Indagini a tutto tondo e il Comune fa quadrato intorno alle operatrici. Le indagini partite subito dopo la morte del neonato erano state ampie. Da un lato l’intento era quello di accertare quali potessero essere state le condotte della madre e del padre, ma era stato verificato anche l’intervento degli operatori del 118 e le modalità adottate dai medici del pronto soccorso e del reparto di pediatria dopo l’arrivo in ospedale del bambino. Il focus degli inquirenti si era indirizzato inoltre sui servizi sociali, difesi in primis dall’allora commissario prefettizio Anna Maria Cancellieri, neo ministro degli Interni. In base a quanto dichiarò lo scorso inverno, era stata la famiglia a rifiutare qualsiasi forma di supporto arrivando addirittura a nascondere la gravidanza.
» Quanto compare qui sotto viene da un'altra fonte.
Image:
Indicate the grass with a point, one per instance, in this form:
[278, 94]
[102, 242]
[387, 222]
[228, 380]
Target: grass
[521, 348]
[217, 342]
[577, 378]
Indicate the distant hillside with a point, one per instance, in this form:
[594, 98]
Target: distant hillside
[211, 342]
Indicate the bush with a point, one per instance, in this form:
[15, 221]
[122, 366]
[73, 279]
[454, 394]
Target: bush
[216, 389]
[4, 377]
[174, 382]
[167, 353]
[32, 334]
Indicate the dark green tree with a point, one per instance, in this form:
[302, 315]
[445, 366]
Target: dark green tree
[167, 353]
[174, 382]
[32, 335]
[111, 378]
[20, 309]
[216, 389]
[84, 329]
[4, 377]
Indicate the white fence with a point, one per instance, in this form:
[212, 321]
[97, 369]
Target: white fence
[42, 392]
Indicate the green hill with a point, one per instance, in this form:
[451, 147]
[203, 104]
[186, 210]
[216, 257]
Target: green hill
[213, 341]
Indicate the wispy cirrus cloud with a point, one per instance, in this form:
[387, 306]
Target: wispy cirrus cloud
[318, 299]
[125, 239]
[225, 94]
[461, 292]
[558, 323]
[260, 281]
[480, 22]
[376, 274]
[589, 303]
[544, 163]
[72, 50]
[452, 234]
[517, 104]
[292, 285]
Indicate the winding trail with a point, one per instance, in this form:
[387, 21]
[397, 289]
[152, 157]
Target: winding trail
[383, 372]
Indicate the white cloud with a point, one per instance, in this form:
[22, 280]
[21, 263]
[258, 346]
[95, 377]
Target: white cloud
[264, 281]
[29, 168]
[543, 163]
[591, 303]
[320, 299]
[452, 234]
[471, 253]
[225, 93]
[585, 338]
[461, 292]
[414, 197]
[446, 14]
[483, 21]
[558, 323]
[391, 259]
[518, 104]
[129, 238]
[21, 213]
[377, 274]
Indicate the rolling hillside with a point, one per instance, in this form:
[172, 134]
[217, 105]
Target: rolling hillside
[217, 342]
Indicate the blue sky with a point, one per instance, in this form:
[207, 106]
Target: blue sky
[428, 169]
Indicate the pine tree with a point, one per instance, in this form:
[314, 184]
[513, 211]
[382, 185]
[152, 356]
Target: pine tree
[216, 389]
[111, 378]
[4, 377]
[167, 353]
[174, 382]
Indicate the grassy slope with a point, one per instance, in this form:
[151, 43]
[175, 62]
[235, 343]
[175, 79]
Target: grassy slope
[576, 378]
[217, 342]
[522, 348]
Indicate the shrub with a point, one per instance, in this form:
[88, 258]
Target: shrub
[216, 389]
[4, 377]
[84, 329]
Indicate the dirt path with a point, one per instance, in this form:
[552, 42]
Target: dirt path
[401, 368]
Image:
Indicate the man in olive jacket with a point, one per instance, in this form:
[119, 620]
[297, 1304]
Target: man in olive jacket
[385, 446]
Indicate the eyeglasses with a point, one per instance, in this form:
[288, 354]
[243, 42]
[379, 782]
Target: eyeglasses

E più di recente l’assessore ai servizi sociali di Palazzo d’Accursio Amelia Frascaroli aveva preso le difese della responsabile dell’area famiglia e minori del quartiere Santo Stefano sostenendo che l’operatrice “gode della nostra stima. È una delle più competenti, capaci e attente. Faremo il possibile per proteggerla e garantirla”. Oggi il sindaco Virginio Merola, una volta saputo dell’avviso di chiusura delle indagini, ha voluto precisare che quelle contestate sono “responsabilità individuali” e il Comune sta già lavorando “alla modifica delle procedure e delle regole per renderle più adeguate” in casi così delicati.